The reason is that because the streaming DMA buffer is cached, the cache is brushed at the time of the map, and then when the device DMA completes Unmap, the cache (based on the data flow write back or invalid) is guaranteed to ensure the cache data consistency. The CPU operation buffers before unmap are not guaranteed to be data consistent. Therefore kernel need to strictly guarantee the operation timing.
Of course kernel also provides functions dma_sync_single_for_cpu and dma_sync_single_for_device, which can manipulate buffers when not released. It is clear that these 2 function implementations are sure to refresh the cache again to ensure data consistency.
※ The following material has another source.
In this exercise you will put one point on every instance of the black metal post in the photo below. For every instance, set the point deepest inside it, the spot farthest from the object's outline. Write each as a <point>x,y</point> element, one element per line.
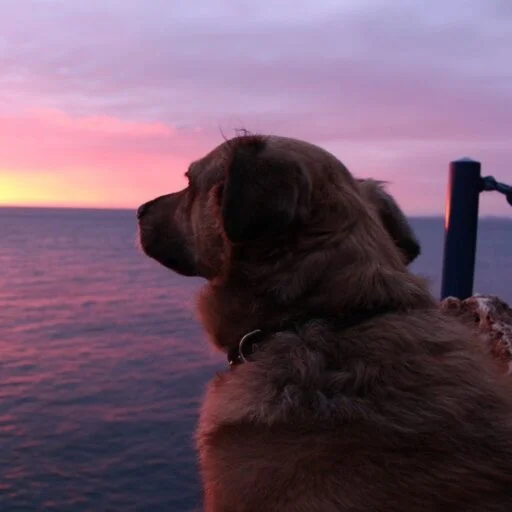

Here, the 2 types of DMA mappings are analyzed, It is clear that the core difference between a consistency map and a streaming DMA mapping is whether the buffer page table mapping is cached, and the Uncached page table ensures that both the CPU and the peripherals can be accessed simultaneously.
But these are the interface functions that the kernel has encapsulated to drive developers, and driver developers do not need to be concerned with the cache, just call these interfaces in accordance with LDD3 rules.
This is why the cache operation is seldom seen in the driver, and the kernel code makes the cache operation opaque to the driver.
It reminds me of it. When developing a NIC driver, the allocation of the DMA descriptor is a consistency map because the DMA descriptor requires the CPU to operate concurrently with the device. and the data send and receive buffer allocation is streaming, with the allocation, after the release of the CPU can operate data!

so far, I have been exposed to the kernel TLB mapping, did the uncached mapping only 2: Register space (IOREMAP) and consistent DMA buffer (dma_alloc_coherent), the other address space is cached, to ensure system performance.

When the kernel operates the cache, the kernel code does not need to be concerned about the cache when operating the DMA buffer. This article analyzes this!


Copyright NOTICE: This article for Bo Master original article, without Bo Master permission not reproduced.

Kernel How to ensure cache data consistency

Contact Us

The content source of this page is from Internet, which doesn't represent Alibaba Cloud's opinion; products and services mentioned on that page don't have any relationship with Alibaba Cloud. If the content of the page makes you feel confusing, please write us an email, we will handle the problem within 5 days after receiving your email.

If you find any instances of plagiarism from the community, please send an email to: info-contact@alibabacloud.com and provide relevant evidence. A staff member will contact you within 5 working days.

A Free Trial That Lets You Build Big!

Start building with 50+ products and up to 12 months usage for Elastic Compute Service

  • Sales Support

    1 on 1 presale consultation

  • After-Sales Support

    24/7 Technical Support 6 Free Tickets per Quarter Faster Response

  • Alibaba Cloud offers highly flexible support services tailored to meet your exact needs.